Risk management in the age of big data
Thursday, January 16, 2020
There’s no doubt that we’re living in the age of big data. The numbers tell the story:
- 2.5 quintillion bytes of data are created each day.
- 90% of all data in the world was created in the last two years.
- 50 billion connected devices and sensors are expected by 2020.
- 82% of executives say their organizations are increasingly using data to drive critical and automated decision-making, on an unprecedented scale.
- 89% of companies believe that big data will revolutionize business operations in the same way that the internet did.
Of course, there are many risks associated with managing an organization and its projects in the age of big data. Risk is inherent in all human endeavors, and we need to identify and understand big data risks and know how to manage them effectively.

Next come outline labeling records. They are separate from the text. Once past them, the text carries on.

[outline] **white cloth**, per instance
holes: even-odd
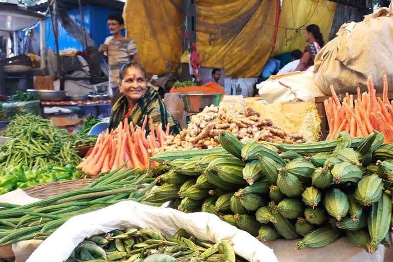
[[[214,215],[186,214],[128,201],[70,219],[36,249],[27,262],[63,262],[85,237],[128,227],[153,228],[170,236],[183,228],[201,240],[216,243],[230,239],[235,252],[250,262],[278,261],[272,249]]]
[[[300,62],[300,59],[294,60],[292,62],[289,62],[284,66],[284,67],[280,69],[280,71],[278,71],[278,73],[277,73],[277,75],[295,72],[295,70],[296,69]]]

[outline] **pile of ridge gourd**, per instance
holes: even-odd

Two risks currently appear to be the most critical, and they demand focused attention from any organization that is serious about surviving and thriving in the age of big data:
1. Data Governance
Today’s organizations recognize that managing data is central to their success. They recognize the value of their data and seek to leverage that value. As the human capacity to create and exploit data has increased, so, too, has the need for reliable data management practices.
This makes data governance really essential. There is a major risk if we are trying to exploit the benefits of big data without having data governance that is aligned with business strategy. If your organization currently doesn’t have data governance in place, then now is a good time to start.
Defines a set of guiding principles for data management and describes how these principles can be applied within data management functional areas.
Provides a functional framework for the implementation of enterprise data management, including widely adopted practices, methods and techniques, functions, roles, deliverables and metrics.
Establishes a common vocabulary for data management concepts and serves as the basis for best practices for data management professionals.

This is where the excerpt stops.